The treatment of mitral stenosis relies on the prevention or early recognition of rheumatic heart disease. Prophylactic penicillin treatment of patients known to have rheumatic heart disease successfully reduces exacerbations and will limit the damage done to the mitral valve. Anticoagulation is of great importance to prevent the formation of a left atrial thrombus and embolic events. Even in the absence of atrial fibrillation, patients with certain risk factors including hypertension or hypercoagulable states should be anticoagulated. Antibiotic prophylaxis before dental procedures and certain surgeries is no longer recommended to prevent bacterial endocarditis unless a prosthetic valve is present.
Preload reduction with diuretics and salt restriction can relieve symptoms if mitral stenosis if pulmonary hypertension is present. Many patients experience symptoms only when the heart rate is elevated, since tachycardia decreases diastolic filling time significantly. Thus the use of beta-blockers can be beneficial at times, especially in patients with predominantly exertional symptoms.
Definitive treatment includes Percutaneous Balloon Mitral Valvotomy (PBMV). In this procedure, a catheter is inserted through the interatrial septum and into the stenotic mitral valve. A balloon is then inflated that fractures the calcium deposits and relieves the stenosis. Unlike valvuloplasty in the setting of aortic stenosis, PBMV is highly successful with a low rate of restenosis. Complications include residual mitral regurgitation, a persistent atrial septal defect, and rarely calcium embolization. PBMV is indicated for patients who are symptomatic with moderate to severe mitral stenosis in the absence of a pre-existing LA thrombus and mitral regurgitation. PBMV is also indicated for patients who are asymptomatic with severe mitral stenosis and a Wilkins (Abascal) echocardiographic score of 8 or less.
Surgical approaches to the management of mitral stenosis include closed commissurotomy, open commissurotomy, and mitral valve replacement. Closed commissurotomy is similar to PBMV in that the mitral valve is not directly visualized and a balloon is used to dilate the stenotic mitral valve. The same criteria that are used for PBMV are also used to assess which patients may benefit from closed commissurotomy.
Open commissurotomy requires the use of a cardiopulmonary bypass machine which significantly increases both the cost and complication rate of the procedure. However the surgeon is able to debride calcifications on the mitral valve, remove left atrial thrombi if found, and remove the left atrial appendage, which is a common site for the formation of thrombi. Open commissurotomy is the treatment of choice in patients with known left atrial thrombi or mitral stenosis with concurrent severe mitral valve calcifications.

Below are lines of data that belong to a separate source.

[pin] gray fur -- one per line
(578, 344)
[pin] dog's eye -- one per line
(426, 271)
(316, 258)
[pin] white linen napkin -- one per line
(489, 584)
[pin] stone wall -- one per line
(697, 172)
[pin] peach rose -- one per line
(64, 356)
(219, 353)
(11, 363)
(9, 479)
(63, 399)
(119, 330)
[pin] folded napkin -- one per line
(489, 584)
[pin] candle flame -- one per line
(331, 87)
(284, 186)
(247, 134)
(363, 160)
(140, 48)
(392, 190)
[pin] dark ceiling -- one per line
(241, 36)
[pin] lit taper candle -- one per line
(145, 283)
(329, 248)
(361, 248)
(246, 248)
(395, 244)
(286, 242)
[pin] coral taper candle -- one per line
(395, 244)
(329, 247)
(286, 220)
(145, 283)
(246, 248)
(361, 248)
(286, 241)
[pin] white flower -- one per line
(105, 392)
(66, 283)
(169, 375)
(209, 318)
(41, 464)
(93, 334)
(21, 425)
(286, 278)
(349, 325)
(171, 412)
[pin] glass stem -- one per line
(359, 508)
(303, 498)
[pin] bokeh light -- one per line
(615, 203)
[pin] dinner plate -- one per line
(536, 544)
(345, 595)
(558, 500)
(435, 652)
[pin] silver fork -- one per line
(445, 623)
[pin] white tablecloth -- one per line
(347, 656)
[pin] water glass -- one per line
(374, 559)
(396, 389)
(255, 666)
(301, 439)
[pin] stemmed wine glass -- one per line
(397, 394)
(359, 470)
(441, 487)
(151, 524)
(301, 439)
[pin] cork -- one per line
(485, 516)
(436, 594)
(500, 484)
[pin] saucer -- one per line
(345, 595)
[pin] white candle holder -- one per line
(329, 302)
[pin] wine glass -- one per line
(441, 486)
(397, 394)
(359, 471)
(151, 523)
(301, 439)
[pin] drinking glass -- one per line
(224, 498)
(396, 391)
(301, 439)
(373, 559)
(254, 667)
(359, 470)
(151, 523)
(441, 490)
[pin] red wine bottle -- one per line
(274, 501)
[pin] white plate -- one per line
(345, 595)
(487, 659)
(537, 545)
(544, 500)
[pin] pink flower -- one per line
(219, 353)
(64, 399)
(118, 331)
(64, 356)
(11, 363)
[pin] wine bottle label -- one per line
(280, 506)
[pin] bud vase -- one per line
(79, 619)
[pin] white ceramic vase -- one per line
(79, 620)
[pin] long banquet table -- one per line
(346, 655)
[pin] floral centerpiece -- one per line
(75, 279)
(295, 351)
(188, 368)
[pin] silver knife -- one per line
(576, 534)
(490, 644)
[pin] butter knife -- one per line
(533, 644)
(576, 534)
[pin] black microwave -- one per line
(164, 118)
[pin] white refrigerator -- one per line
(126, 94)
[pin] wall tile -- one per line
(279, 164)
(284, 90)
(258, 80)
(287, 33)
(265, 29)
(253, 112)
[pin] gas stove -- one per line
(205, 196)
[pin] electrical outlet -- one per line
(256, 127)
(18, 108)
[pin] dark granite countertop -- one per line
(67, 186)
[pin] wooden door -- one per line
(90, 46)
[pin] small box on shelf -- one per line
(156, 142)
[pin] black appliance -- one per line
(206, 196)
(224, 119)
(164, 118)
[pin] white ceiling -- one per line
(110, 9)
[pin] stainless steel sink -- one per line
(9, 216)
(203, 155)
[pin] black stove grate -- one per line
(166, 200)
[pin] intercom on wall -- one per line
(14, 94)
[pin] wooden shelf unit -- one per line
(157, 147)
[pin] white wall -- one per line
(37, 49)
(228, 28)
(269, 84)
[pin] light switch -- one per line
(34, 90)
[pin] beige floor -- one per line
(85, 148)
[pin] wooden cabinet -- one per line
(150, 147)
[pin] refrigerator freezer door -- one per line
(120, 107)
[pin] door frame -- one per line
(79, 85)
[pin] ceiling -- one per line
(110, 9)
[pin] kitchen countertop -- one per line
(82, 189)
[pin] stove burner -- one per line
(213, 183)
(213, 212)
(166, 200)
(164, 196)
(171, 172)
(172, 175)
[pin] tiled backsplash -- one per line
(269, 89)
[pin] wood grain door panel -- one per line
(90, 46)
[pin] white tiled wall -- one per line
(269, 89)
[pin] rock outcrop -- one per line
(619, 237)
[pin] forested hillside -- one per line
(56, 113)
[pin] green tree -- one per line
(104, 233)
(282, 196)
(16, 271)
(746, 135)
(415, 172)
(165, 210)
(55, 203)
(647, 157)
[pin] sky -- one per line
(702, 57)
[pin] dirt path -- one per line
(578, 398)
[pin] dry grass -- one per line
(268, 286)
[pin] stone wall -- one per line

Mitral valve replacement is also an option for patients with symptomatic or severe mitral stenosis requiring definitive therapy. This is usually reserved only for patients that are not a candidate for PBMV or commissurotomy due to the long-term complications associated with prosthetic valves. Patients with mitral stenosis along with moderate to severe mitral regurgitation can benefit greatly from mitral valve replacement.